6 Sensitivity analysis for a neural network

  • Datasets: Simulated data with normal distribution
  • Algorithms:
    • Neural Networks

6.1 Introduction

https://beckmw.wordpress.com/tag/nnet/

I’ve made quite a few blog posts about neural networks and some of the diagnostic tools that can be used to ‘demystify’ the information contained in these models. Frankly, I’m kind of sick of writing about neural networks but I wanted to share one last tool I’ve implemented in R. I’m a strong believer that supervised neural networks can be used for much more than prediction, as is the common assumption by most researchers. I hope that my collection of posts, including this one, has shown the versatility of these models to develop inference into causation. To date, I’ve authored posts on visualizing neural networks, animating neural networks, and determining importance of model inputs. This post will describe a function for a sensitivity analysis of a neural network. Specifically, I will describe an approach to evaluate the form of the relationship of a response variable with the explanatory variables used in the model.
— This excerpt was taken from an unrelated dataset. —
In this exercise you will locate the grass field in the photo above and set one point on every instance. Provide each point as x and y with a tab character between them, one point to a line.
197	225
The general goal of a sensitivity analysis is similar to evaluating relative importance of explanatory variables, with a few important distinctions. For both analyses, we are interested in the relationships between explanatory and response variables as described by the model in the hope that the neural network has explained some real-world phenomenon. Using Garson’s algorithm,1 we can get an idea of the magnitude and sign of the relationship between variables relative to each other. Conversely, the sensitivity analysis allows us to obtain information about the form of the relationship between variables rather than a categorical description, such as variable x is positively and strongly related to y. For example, how does a response variable change in relation to increasing or decreasing values of a given explanatory variable? Is it a linear response, non-linear, uni-modal, no response, etc.? Furthermore, how does the form of the response change given values of the other explanatory variables in the model? We might expect that the relationship between a response and explanatory variable might differ given the context of the other explanatory variables (i.e., an interaction may be present). The sensitivity analysis can provide this information.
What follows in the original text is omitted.